# Kontakt 4, registry hack "overrideInstPreloadSize" from 6kb to 2.5 and lower



## carlinus (Jul 10, 2011)

Hi, I signed an account just to share this information to all of you working with kontakt 4 (will of course work with older versions)
and have switched to ssd drives. I´ve been a constant visitor to the forum for a couple of years but have had no need to sign an account before. 

The lowest preload buffer size in kontakt 4 is 6kb, when i started up my new ssd drive a couple of days ago, an ozc solid 3 120gb, i thought ok, lets try it out with the lowest preload settings. 

Im currently doing a score for a couple of disney shorts so i´m working with a pretty vast amount of kontakt instances and other vst´s spread across a 5 comp fxt setup. 

Im still on 32bit/xp because I find it hard to find the time to switch to 64/7, and cant risk my current working setup to NOT work with a new system.

To my greatest expectations i was able to load 6 full kontakt instances locally running lass + all my other stuff.
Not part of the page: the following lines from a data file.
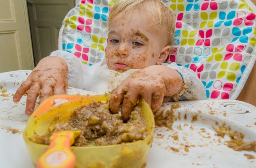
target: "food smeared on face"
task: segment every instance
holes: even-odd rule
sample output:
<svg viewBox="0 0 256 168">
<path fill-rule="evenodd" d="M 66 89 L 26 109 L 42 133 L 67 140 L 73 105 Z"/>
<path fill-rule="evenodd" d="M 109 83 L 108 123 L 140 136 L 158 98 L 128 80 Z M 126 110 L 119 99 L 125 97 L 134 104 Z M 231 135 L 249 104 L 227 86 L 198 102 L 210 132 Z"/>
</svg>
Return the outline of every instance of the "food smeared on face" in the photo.
<svg viewBox="0 0 256 168">
<path fill-rule="evenodd" d="M 145 38 L 145 41 L 148 41 L 148 37 L 143 34 L 140 33 L 140 30 L 139 30 L 137 29 L 137 30 L 135 30 L 132 29 L 131 30 L 133 32 L 133 34 L 135 36 L 139 36 L 143 38 Z"/>
</svg>

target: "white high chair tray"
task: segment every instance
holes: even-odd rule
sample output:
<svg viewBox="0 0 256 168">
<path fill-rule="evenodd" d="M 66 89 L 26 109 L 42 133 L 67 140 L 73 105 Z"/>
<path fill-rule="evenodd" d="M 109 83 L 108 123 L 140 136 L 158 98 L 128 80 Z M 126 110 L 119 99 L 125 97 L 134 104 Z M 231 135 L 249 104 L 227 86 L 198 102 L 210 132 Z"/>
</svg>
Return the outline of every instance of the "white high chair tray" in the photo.
<svg viewBox="0 0 256 168">
<path fill-rule="evenodd" d="M 0 74 L 0 167 L 34 167 L 22 136 L 29 118 L 24 113 L 26 97 L 23 96 L 17 103 L 12 100 L 12 95 L 30 72 L 23 70 Z M 6 91 L 3 93 L 4 89 Z M 97 94 L 71 88 L 68 89 L 68 93 Z M 160 111 L 170 110 L 173 103 L 164 103 Z M 244 156 L 245 154 L 250 154 L 256 158 L 256 153 L 235 151 L 229 148 L 225 141 L 230 138 L 227 135 L 224 138 L 215 135 L 212 128 L 218 129 L 219 126 L 225 122 L 226 127 L 230 126 L 233 131 L 237 130 L 244 134 L 244 141 L 255 141 L 256 107 L 230 100 L 179 103 L 181 107 L 173 110 L 177 120 L 174 122 L 173 129 L 156 127 L 146 167 L 256 167 L 256 159 L 249 159 Z"/>
</svg>

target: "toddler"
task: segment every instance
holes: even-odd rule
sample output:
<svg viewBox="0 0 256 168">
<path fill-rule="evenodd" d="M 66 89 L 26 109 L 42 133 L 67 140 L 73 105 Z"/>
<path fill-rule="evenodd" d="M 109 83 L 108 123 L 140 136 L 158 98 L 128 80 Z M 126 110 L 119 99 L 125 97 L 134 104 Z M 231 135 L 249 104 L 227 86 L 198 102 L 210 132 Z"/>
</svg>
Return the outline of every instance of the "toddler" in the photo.
<svg viewBox="0 0 256 168">
<path fill-rule="evenodd" d="M 41 103 L 53 94 L 65 94 L 68 84 L 102 94 L 112 91 L 110 109 L 117 113 L 122 102 L 126 120 L 141 97 L 153 111 L 163 101 L 206 99 L 194 72 L 164 63 L 174 44 L 175 19 L 170 8 L 160 0 L 120 0 L 106 25 L 105 59 L 89 66 L 69 52 L 54 51 L 40 61 L 13 101 L 19 101 L 28 90 L 25 113 L 31 115 L 38 95 Z"/>
</svg>

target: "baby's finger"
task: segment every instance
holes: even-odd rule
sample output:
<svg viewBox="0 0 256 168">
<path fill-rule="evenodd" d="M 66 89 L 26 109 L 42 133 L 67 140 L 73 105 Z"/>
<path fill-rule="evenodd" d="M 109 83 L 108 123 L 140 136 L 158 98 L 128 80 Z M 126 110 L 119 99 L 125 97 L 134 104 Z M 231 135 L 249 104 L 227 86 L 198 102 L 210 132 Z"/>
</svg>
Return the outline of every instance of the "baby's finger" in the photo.
<svg viewBox="0 0 256 168">
<path fill-rule="evenodd" d="M 145 95 L 141 94 L 141 96 L 147 102 L 148 106 L 151 107 L 152 105 L 152 94 L 151 94 L 150 95 L 147 95 L 147 94 Z"/>
<path fill-rule="evenodd" d="M 64 94 L 67 94 L 67 88 L 68 88 L 68 85 L 64 86 Z"/>
<path fill-rule="evenodd" d="M 165 91 L 154 93 L 152 97 L 152 105 L 151 109 L 153 112 L 159 109 L 162 105 Z"/>
<path fill-rule="evenodd" d="M 53 88 L 53 94 L 65 94 L 64 90 L 64 87 L 63 86 L 56 86 L 54 87 Z"/>
<path fill-rule="evenodd" d="M 130 91 L 124 96 L 122 106 L 122 114 L 124 120 L 127 121 L 129 119 L 132 108 L 136 105 L 137 99 L 137 94 L 133 94 Z"/>
<path fill-rule="evenodd" d="M 38 92 L 40 89 L 41 86 L 38 83 L 33 84 L 30 88 L 27 97 L 27 103 L 25 111 L 26 114 L 30 115 L 33 113 L 37 98 L 38 96 Z"/>
<path fill-rule="evenodd" d="M 15 103 L 18 102 L 20 100 L 22 96 L 31 87 L 32 82 L 30 80 L 26 80 L 22 83 L 19 88 L 18 89 L 13 96 L 13 101 Z"/>
<path fill-rule="evenodd" d="M 109 101 L 109 108 L 114 114 L 117 113 L 120 107 L 120 104 L 123 101 L 126 93 L 126 92 L 124 91 L 123 88 L 119 86 L 112 93 Z"/>
<path fill-rule="evenodd" d="M 40 91 L 39 103 L 42 103 L 42 102 L 45 100 L 48 97 L 52 96 L 53 94 L 53 91 L 51 86 L 49 85 L 43 86 Z"/>
</svg>

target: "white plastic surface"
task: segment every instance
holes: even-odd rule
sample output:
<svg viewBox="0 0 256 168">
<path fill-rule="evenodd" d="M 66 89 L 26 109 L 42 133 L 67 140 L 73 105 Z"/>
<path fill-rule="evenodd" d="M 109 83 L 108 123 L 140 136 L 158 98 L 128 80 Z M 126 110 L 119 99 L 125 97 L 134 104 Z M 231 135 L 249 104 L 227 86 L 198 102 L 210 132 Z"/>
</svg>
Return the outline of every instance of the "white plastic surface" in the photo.
<svg viewBox="0 0 256 168">
<path fill-rule="evenodd" d="M 0 74 L 0 167 L 34 167 L 22 137 L 29 118 L 24 113 L 26 97 L 17 103 L 12 100 L 12 95 L 30 72 Z M 6 92 L 3 93 L 4 89 Z M 73 88 L 69 88 L 68 92 L 97 94 Z M 173 103 L 164 103 L 159 111 L 170 110 Z M 156 128 L 146 167 L 256 167 L 256 159 L 249 159 L 244 156 L 249 154 L 256 158 L 256 153 L 233 150 L 224 145 L 230 138 L 215 135 L 212 128 L 218 129 L 219 125 L 225 122 L 226 126 L 230 126 L 233 131 L 245 134 L 244 141 L 256 140 L 256 107 L 229 100 L 180 102 L 179 104 L 181 107 L 174 110 L 177 120 L 173 129 Z M 197 119 L 192 121 L 193 116 L 196 114 Z M 174 140 L 174 135 L 177 135 L 177 140 Z M 188 152 L 184 149 L 185 146 Z"/>
</svg>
The memory impact compared to 60kb preload made a huge different ( very much unloadable by a few gb´s) and i was able to work with my entire project without any glitches with the soundcard set to a 256 samplerate. 

The disk indicator hardly moved so I thought, there must be a way to decrease the preload buffer manually, and there is. 

HKEY_users-->S-1-5-21-->Software-->native instruments-->kontakt 4-->

Change the value of "overrideInstPreloadSize" for example to 900, that gives you 
approximately 2.5kb in preload buffer. 

My project was still running smooth, and the disk indicator started to move a little bit more. The impact on the memory going from 6kb to 2.5kb really makes a big difference and the amazing thing is that disk is able to deal with it.

My ssd drive currently only works at half the speed because my one only 16x pci-e port is occupied by my gpu. I don´t know how low I am able to go with the preload buffer size, probably at least to 1kb, with another motherboard and running the disk at 500Mb/s read/write instead of 200 something we are talking decimals in preload buffer size and still running a stable smooth real-time system.

Working with a fxt 64/bit system with say 5 comp 24 gig ram each, I cannot even see that there is limit to what you are able to fit. 

Old 7200 And 10 000 rpm drives can hardly handle 60kb with the more advanced libraries. 

In and instant I went from 64bit anxiety to a flawless 32bit invironment working with kontakt 4, locally with a 2.5 preload buffer. 

In my work this revolutionize everything, no more careful planing not to kill your hard-drive performance headroom. It really doesn't matter of you are on a 64bit system when the hard-drive is the true bottleneck villain.


I hope this little reghack will help somebody else the way it helped me! But first
you need to get yourself a ssd drive, preferable a 6gb/s one.


----------



## diggler (Jul 31, 2011)

32 bit works great for me to I like to use Jbridge to maximise my available ram gives me another gig to use. SSD is so expensive but worth every penny when it comes to speed.


----------



## johnhamilton (Jul 31, 2011)

Beautiful Carlinus, Thanks for sharing!


----------